Reading for the law used to be a very accepted practice. But if it’s coming from Oregon, it’ll be done wrong, and for the wrong reasons. The bar is actually a cartel.
I think that apprenticeship, in itself, is great. Most jobs could be taught through apprenticeships and it’s how they train people past school in Europe, because the guild system is still used in Europe.
However this is being done with an agenda which makes it a disaster, imo.
“Reading for the law used to be a very accepted practice. But if it’s coming from Oregon, it’ll be done wrong, and for the wrong reasons. The bar is actually a cartel.”

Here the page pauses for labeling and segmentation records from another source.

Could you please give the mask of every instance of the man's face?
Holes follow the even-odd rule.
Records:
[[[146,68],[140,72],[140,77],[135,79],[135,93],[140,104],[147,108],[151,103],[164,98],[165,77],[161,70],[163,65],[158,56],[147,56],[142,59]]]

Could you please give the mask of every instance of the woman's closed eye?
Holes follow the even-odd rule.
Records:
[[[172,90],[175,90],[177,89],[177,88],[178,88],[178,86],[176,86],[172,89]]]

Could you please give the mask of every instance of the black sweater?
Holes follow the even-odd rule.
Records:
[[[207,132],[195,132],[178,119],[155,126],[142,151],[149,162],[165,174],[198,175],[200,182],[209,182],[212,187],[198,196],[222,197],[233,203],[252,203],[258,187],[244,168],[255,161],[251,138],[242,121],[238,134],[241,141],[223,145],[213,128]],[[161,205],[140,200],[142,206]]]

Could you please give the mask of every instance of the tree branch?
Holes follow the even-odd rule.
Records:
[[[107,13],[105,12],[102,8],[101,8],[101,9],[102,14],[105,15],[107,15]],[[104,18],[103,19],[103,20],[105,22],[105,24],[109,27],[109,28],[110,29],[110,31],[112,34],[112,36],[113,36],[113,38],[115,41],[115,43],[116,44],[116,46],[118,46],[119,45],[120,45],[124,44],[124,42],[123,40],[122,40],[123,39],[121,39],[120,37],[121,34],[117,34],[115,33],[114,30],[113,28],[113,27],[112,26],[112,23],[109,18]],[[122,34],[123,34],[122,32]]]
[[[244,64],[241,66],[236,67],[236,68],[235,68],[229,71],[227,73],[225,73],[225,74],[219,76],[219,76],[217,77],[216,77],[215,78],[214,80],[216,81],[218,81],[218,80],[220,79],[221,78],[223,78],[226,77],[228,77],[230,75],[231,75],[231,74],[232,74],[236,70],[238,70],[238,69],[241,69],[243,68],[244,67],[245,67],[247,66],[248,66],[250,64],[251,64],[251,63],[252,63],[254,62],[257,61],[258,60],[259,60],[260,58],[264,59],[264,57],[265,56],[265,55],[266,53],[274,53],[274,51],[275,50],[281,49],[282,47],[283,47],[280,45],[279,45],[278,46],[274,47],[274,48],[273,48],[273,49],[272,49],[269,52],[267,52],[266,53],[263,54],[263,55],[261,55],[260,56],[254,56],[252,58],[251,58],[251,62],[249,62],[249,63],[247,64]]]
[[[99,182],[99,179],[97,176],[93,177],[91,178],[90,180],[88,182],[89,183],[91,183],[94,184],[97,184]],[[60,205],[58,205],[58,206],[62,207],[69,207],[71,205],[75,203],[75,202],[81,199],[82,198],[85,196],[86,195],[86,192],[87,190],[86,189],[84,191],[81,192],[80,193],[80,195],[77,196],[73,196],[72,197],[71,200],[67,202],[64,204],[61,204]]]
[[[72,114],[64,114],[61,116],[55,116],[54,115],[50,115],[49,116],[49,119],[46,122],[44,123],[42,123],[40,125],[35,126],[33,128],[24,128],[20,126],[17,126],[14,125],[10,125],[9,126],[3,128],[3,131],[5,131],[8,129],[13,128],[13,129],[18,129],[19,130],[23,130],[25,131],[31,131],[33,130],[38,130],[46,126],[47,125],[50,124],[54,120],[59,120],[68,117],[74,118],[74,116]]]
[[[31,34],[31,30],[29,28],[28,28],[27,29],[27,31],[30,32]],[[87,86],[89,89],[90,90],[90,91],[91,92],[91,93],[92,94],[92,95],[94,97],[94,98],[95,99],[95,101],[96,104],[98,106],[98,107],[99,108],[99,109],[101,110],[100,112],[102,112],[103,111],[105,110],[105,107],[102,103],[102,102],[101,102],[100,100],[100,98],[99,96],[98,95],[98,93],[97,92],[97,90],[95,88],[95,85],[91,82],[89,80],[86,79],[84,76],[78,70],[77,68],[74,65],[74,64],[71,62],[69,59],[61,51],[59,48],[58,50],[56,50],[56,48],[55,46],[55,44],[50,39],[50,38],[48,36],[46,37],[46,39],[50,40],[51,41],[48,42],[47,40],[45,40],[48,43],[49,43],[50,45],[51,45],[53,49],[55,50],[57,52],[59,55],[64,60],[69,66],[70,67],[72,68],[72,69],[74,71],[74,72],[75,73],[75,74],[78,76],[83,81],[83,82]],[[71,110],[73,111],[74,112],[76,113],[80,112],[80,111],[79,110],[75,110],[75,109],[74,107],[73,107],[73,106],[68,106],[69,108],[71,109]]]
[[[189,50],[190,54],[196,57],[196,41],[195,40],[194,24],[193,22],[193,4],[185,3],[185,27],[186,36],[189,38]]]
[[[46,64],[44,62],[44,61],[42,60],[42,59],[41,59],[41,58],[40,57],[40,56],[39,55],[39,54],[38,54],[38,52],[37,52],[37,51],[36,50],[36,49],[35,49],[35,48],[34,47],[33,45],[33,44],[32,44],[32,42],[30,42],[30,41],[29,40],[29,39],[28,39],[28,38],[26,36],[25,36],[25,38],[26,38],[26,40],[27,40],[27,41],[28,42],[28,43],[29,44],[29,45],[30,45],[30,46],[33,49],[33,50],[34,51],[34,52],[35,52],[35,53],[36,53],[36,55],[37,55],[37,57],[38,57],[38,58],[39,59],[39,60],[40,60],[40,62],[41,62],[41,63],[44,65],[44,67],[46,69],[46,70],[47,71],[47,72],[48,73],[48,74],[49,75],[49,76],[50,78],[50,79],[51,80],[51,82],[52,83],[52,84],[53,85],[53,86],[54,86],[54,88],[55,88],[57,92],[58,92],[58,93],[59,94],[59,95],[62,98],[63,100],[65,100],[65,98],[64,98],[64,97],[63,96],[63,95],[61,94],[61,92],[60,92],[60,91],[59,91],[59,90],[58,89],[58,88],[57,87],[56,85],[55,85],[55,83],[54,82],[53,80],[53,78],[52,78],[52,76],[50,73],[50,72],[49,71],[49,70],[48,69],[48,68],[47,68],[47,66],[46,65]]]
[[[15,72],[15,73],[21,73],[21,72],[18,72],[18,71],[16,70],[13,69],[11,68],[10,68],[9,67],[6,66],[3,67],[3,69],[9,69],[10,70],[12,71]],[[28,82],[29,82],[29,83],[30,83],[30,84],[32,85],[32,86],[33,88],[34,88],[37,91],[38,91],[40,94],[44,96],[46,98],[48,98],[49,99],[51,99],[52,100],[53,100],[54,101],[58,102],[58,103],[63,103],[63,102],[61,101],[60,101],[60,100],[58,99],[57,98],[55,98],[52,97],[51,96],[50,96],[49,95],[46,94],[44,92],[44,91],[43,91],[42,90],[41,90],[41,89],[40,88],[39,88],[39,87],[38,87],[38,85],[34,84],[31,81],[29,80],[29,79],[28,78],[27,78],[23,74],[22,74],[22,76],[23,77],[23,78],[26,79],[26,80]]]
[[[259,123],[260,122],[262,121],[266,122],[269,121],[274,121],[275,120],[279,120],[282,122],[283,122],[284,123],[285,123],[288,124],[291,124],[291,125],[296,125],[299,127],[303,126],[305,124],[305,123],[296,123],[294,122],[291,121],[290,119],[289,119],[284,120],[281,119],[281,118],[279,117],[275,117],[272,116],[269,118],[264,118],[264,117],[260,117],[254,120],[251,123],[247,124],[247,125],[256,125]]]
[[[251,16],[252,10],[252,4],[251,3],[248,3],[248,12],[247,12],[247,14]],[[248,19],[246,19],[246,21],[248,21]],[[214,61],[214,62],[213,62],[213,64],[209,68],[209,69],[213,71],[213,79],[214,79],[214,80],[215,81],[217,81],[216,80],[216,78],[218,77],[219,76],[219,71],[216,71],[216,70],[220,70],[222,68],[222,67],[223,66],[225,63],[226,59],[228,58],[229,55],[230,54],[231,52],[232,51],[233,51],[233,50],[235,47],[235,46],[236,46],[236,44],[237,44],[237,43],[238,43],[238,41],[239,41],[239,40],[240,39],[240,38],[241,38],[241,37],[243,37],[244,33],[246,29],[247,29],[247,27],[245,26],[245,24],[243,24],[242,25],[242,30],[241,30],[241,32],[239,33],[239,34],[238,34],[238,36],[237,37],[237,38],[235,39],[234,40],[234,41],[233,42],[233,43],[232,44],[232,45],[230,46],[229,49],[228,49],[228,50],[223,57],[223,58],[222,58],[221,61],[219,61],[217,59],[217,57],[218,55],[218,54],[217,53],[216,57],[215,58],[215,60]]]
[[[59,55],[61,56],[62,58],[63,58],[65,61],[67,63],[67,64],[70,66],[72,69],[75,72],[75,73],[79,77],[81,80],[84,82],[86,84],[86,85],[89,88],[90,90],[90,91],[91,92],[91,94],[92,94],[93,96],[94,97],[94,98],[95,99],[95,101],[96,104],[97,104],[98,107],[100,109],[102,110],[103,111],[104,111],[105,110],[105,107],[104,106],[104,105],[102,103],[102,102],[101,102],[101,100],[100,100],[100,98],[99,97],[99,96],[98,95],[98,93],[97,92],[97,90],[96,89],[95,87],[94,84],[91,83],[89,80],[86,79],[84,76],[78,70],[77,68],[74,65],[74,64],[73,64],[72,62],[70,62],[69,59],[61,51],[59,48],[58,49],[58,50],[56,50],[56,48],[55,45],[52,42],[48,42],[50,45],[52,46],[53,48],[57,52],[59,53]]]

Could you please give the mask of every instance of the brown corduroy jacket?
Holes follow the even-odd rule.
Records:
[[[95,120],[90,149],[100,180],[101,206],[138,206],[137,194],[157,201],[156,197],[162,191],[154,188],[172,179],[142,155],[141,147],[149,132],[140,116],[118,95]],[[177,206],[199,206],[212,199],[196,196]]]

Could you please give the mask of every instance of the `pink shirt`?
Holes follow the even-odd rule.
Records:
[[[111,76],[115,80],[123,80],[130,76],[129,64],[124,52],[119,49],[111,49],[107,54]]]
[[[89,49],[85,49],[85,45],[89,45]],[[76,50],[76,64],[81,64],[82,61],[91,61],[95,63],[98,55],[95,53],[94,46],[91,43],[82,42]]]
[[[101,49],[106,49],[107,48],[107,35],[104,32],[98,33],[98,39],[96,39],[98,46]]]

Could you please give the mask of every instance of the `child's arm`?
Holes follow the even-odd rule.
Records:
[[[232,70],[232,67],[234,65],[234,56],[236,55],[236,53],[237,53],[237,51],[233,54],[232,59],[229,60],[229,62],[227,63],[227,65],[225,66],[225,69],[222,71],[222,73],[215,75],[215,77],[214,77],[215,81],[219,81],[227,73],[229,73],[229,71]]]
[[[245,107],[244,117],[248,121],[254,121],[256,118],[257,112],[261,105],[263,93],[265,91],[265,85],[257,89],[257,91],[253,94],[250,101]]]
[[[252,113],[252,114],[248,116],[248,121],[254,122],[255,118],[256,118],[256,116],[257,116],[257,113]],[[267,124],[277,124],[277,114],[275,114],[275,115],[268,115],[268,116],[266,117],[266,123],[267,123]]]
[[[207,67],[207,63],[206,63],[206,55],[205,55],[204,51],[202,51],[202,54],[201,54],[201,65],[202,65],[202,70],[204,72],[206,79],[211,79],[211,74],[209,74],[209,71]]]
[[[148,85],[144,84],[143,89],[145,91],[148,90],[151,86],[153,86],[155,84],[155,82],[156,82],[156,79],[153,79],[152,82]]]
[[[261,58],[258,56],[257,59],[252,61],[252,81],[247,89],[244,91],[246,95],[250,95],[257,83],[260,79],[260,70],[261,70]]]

In the late ‘80’s I decided to change careers. I figured I could get a PhD in corporate psychology. I was working as an engineer. My plan was to quit work and apply myself fulltime. I figured I could do the whole program in 18 months. It would take a few years to make up the money I’d both lost by not working and spent on the degree. My sister knew someone who had just graduated from the program and put me in touch with him. He said, “Sure you could do the work, but you won’t get the degree until your major professor says you do. You will work as an indentured servant, writing his papers, grading his course work and sometimes picking up his laundry or taking his car to the garage. It will take you seven years because that’s how long it took him.” I suspect that working for a lawyer to become a lawyer will be much same.